Kelembaban yang tinggi akan mengakibatkan penurunan aktivitas transpirasi, sehingga
mengakibatkan penurunan penyerapan unsur hara (Sulandjari dkk, 2005 dalam Fitriani et al.,
2011). Defisiensi unsur hara akan mempengaruhi proses fotosintesis, sehingga hasil
pertumbuhan menjadi terganggu (Fitriani et al., 2011).

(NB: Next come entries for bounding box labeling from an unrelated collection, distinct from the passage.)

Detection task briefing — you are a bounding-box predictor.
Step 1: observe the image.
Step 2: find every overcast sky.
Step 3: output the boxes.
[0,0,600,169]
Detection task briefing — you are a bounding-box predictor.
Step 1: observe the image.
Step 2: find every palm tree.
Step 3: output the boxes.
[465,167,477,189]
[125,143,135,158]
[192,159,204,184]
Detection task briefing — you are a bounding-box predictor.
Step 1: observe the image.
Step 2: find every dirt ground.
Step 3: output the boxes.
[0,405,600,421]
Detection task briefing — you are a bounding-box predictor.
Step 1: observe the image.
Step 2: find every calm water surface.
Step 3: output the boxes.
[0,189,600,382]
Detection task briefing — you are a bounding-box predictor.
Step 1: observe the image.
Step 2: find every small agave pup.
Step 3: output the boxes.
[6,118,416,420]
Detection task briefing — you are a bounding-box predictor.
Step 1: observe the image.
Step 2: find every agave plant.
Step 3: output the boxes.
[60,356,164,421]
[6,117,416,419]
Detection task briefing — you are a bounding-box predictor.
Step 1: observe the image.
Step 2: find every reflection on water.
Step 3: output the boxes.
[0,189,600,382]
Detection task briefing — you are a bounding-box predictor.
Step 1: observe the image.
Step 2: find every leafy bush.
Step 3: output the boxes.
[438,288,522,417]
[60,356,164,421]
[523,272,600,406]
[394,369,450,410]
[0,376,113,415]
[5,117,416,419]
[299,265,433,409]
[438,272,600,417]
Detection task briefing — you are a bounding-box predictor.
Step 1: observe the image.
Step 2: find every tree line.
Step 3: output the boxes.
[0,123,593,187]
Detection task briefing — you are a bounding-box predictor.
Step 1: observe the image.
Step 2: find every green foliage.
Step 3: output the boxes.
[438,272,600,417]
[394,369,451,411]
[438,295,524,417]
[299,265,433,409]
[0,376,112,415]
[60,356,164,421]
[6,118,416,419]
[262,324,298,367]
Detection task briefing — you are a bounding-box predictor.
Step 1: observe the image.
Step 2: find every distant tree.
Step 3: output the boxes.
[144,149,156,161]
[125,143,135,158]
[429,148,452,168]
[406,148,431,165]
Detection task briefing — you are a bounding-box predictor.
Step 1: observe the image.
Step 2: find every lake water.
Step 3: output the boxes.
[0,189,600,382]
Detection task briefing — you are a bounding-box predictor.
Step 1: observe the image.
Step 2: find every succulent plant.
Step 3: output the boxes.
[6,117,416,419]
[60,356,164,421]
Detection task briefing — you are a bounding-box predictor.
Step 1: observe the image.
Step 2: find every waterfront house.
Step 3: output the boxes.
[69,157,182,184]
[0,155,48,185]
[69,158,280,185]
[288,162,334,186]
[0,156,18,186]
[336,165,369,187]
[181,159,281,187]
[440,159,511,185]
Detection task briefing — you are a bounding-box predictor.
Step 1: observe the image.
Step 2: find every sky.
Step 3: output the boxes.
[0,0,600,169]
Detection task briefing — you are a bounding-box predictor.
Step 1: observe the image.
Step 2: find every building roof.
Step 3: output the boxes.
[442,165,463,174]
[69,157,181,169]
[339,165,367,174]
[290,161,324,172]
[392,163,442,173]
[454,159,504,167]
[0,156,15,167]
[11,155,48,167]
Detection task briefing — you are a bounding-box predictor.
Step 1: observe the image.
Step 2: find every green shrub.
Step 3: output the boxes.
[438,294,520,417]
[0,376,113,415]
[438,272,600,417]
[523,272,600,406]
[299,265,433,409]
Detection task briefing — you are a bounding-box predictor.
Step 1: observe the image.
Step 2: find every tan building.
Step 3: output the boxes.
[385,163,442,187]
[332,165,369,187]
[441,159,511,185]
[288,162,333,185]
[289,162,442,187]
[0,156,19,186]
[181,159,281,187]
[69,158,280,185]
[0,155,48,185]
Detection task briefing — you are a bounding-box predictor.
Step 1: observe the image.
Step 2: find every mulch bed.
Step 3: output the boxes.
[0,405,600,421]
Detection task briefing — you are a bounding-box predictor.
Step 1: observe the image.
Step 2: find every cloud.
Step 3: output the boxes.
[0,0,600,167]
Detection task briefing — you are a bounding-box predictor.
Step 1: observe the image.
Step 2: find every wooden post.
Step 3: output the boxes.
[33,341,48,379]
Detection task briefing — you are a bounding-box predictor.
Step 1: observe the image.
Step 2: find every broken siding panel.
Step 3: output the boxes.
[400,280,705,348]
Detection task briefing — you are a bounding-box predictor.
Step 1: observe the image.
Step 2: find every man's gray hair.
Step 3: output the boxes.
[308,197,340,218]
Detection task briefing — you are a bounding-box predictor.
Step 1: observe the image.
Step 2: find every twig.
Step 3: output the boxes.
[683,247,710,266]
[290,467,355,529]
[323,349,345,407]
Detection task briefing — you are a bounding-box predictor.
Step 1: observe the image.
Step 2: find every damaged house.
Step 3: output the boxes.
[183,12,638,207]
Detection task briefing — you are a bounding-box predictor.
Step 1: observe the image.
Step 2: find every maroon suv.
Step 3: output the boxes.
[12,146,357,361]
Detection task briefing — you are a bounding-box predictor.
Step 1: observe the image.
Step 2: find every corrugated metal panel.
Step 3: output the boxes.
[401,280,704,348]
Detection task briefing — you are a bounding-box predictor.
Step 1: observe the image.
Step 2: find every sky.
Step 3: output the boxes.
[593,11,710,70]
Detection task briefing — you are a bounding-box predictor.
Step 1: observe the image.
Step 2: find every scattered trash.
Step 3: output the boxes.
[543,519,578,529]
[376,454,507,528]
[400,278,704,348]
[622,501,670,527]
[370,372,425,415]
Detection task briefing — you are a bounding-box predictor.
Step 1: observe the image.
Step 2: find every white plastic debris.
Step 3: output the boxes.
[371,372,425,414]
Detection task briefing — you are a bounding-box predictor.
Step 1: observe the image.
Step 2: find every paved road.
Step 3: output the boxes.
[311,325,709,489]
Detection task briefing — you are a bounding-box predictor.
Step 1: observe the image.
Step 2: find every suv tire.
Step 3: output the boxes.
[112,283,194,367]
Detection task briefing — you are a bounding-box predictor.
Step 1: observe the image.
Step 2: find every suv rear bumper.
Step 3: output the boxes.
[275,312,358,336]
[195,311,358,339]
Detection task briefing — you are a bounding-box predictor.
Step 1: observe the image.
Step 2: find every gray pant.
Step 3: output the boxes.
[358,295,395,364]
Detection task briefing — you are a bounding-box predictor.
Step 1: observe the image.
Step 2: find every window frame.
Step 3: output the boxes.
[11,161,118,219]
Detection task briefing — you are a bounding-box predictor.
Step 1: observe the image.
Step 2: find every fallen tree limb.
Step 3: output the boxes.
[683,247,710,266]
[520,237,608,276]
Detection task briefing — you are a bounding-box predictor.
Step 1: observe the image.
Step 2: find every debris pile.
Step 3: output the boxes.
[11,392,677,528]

Dalam Fatchurrozak et al., (2013) dijelaskan pengaruh ketinggian tempat terhadap
kamdungan metabolit sekunder khususnya vitamin C, disebutkan bahwa semakin rendah
ketinggian tempat, intensitas sinar matahari dan temperature semakin tinggi, maka vitamin C
semakin mudah teroksidasi, sehingga kadar vitamin C di ketinggian 1400 m dpl lebih rendah
disbanding pada ketinggian 1900 dan 2400 m dpl. Menurut Raharjo dan Darwati, 2000, faktor
lingkungan seperti cekaman defisit air dapat meningkatkan metabolit sekunder pada tanaman
obat. Respon tanaman terhadap cekaman defisit air selain menurunkan produktivitas,
meningkatkan kadar K dan asam amino prolin, juga dapat meningkatkan produk metabolit
sekunder. Kadar flavanoid daun tempuyung tertinggi apabila mendapat cekaman defisit air 60 %
KL (kapasitas lapang).

V. Penutup
A. Kesimpulan
Berdasarkan analisis skripsi dan beberapa jurnal, dapat disimpulkan bahwa ketinggian
tempat dapat mempengaruhi fisiologi tumbuhan karena pada ketinggian tempat yang berbeda
terdapat factor-faktor lingkungan seperti suhu, intensitas cahaya, kelembaban, dan lama
penyinaran yang kesemuanya dapat mempengaruhi proses-proses fisiologi pada tumbuhan.
Daftar Pustaka:
Abidin, Z. 1984. Dasar pengetahuan ilmu tanaman. Bandung: Angkasa
Fatchurrozak , Suranto , dan Sugiyarto. 2013. Pengaruh Ketinggian Tempat terhadap Kandungan
Vitamin C dan Zat Antioksidan pada Buah Carica pubescens di Dataran Tinggi Dieng. L-VIVO
Vol.1, No.1, hal 15 22, September 2013
Fitriani Sarmita, Endah Dwi Hastuti dan Sri Haryanti. 2011. Pertumbuhan Legume pada
Ketinggian yang Berbeda. BIOMA, Vol. 13, No. 2, Hal. 67-72
Ghani, M. A. 2002. Dasar-dasar budi daya teh. Jakarta: Penebar swadaya.
Kusumayadi I wayan H., I Made S., I Ketut S., I Nyoman S.A. 2013. Pengaruh Ketinggian
Tempat, Mulsa dan Jumlah Bibit Terhadap Pertumbuhan dan Rendemen Minyak Sereh Dapur
(Cymbopogon Citratus). E-Jurnal Agroekoteknologi Tropika
Lakitan, B. 1996. Fisiologi pertumbuhan dan perkembangan tanaman. Jakarta: PT Raja
Grafindo Persada.
Loveles, A. R. 1987. Prinsip-prinsip biologi tumbuhan untuk daerah tropik 1. Jakarta: PT
Gramedia.
Salisbury, F. B dan C. W. Ross. 1995. Fisiologi tumbuhan. Bandung: ITB
Setiawati, I., dan Nasikun. 1991. Teh kajian sosial-ekonomi. Yogyakarta: Aditya Media.
Setyamidjaja, D. 2000. Teh budi daya dan pengolahan pascapanen. Yogyakarta: Kanisius.